In
http://www.bsdforums.org/forums/show...61&postcount=1 I explained the dual roles of a nameserver: authoritative and recursive resolver.
For a recursive resolver you only need the minimal configuration as explained in the 3dr chapter of the BIND 9 Administrator Reference Manual which you can find in
/usr/share/doc/html/bind/Bv9ARM.ch03.html
You only need a master zone if you configure
Bind as an primary/master authoritative nameserver. A master authoritative nameserver answers questions about the domains it is authoritative for from the zone file(s).

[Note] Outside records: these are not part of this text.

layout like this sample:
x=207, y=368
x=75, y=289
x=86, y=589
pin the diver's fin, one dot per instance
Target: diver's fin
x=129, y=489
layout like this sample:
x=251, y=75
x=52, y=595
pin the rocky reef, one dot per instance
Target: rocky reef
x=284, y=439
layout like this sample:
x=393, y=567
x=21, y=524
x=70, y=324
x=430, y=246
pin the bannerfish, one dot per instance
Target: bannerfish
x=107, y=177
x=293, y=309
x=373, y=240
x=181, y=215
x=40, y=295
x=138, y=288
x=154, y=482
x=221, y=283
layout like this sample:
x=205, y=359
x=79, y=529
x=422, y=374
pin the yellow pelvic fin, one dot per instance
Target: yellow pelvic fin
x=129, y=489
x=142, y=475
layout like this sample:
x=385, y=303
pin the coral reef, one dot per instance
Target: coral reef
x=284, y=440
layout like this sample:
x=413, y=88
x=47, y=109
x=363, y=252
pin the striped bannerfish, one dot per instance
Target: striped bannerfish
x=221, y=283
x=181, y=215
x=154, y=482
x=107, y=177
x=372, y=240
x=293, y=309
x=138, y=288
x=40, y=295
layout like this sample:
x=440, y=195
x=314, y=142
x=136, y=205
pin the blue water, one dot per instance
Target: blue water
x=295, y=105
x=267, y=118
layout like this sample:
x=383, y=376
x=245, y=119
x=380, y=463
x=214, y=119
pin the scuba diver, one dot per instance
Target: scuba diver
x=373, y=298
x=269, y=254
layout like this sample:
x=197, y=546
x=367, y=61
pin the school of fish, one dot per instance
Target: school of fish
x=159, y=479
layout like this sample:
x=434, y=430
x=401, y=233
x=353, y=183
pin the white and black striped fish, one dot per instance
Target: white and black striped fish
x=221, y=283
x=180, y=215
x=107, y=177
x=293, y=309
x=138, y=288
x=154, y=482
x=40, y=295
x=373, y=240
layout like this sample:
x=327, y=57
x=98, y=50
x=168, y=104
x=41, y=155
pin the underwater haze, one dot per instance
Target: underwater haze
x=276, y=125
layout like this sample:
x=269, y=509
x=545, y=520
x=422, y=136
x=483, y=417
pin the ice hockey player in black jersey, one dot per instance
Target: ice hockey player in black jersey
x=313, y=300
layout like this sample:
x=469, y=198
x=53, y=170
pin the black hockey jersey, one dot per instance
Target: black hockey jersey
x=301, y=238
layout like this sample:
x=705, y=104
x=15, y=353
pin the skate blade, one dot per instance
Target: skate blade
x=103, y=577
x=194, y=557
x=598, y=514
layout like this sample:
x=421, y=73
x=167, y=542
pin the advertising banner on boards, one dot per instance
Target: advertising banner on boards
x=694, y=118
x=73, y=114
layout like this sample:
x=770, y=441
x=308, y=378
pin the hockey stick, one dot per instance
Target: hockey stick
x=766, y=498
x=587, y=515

A slave authoritative nameserver get its zone information from a master nameserver.
The master/slave thing is just a way to replicate information from one authoritative nameserver to other nameservers.
The "/etc/resolv.conf" should only contain the ip addresses of caching nameservers
You can setup a local authoritative nameserver with a zone with non-official TLD.
On my local LAN at home I use
xnet
Code:
$ dig +norecurse -t ns utp.xnet @192.168.222.11
; <<>> DiG 9.3.4 <<>> +norecurse -t ns utp.xnet @192.168.222.11
; (1 server found)
;; global options: printcmd
;; Got answer:
;; ->>HEADER<<- opcode: QUERY, status: NOERROR, id: 9708
;; flags: qr aa; QUERY: 1, ANSWER: 1, AUTHORITY: 0, ADDITIONAL: 1
;; QUESTION SECTION:
;utp.xnet. IN NS
;; ANSWER SECTION:
utp.xnet. 259200 IN NS ns1.utp.xnet.
;; ADDITIONAL SECTION:
ns1.utp.xnet. 259200 IN A 192.168.222.11
;; Query time: 1 msec
;; SERVER: 192.168.222.11#53(192.168.222.11)
;; WHEN: Wed May 28 02:09:04 2008
;; MSG SIZE rcvd: 60
I have a
tinydns authoritative nameserver running at 192.168.222.11 which is an alias IP address. The
aa flag in the dig query stands for Authoritative Answer.
On 192.168.222.10 is my
dnscache recursive resolver.
Code:
$ dig ns1.utp.xnet
; <<>> DiG 9.3.4 <<>> ns1.utp.xnet
;; global options: printcmd
;; Got answer:
;; ->>HEADER<<- opcode: QUERY, status: NOERROR, id: 53169
;; flags: qr rd ra; QUERY: 1, ANSWER: 1, AUTHORITY: 0, ADDITIONAL: 0
;; QUESTION SECTION:
;ns1.utp.xnet. IN A
;; ANSWER SECTION:
ns1.utp.xnet. 258816 IN A 192.168.222.11
;; Query time: 1 msec
;; SERVER: 192.168.222.10#53(192.168.222.10)
;; WHEN: Wed May 28 02:19:16 2008
;; MSG SIZE rcvd: 46
This is from the recursive resolver which is listed in my
/etc/resolv.conf file. Notice the missing
aa flag, indicating that it is not authoritative answer.
Re: dynamic DNS
IMHO dynamic DNS is evil, it relies on the completely insecure DHCP protocol. For a home network I would just assign fixed IP addresses.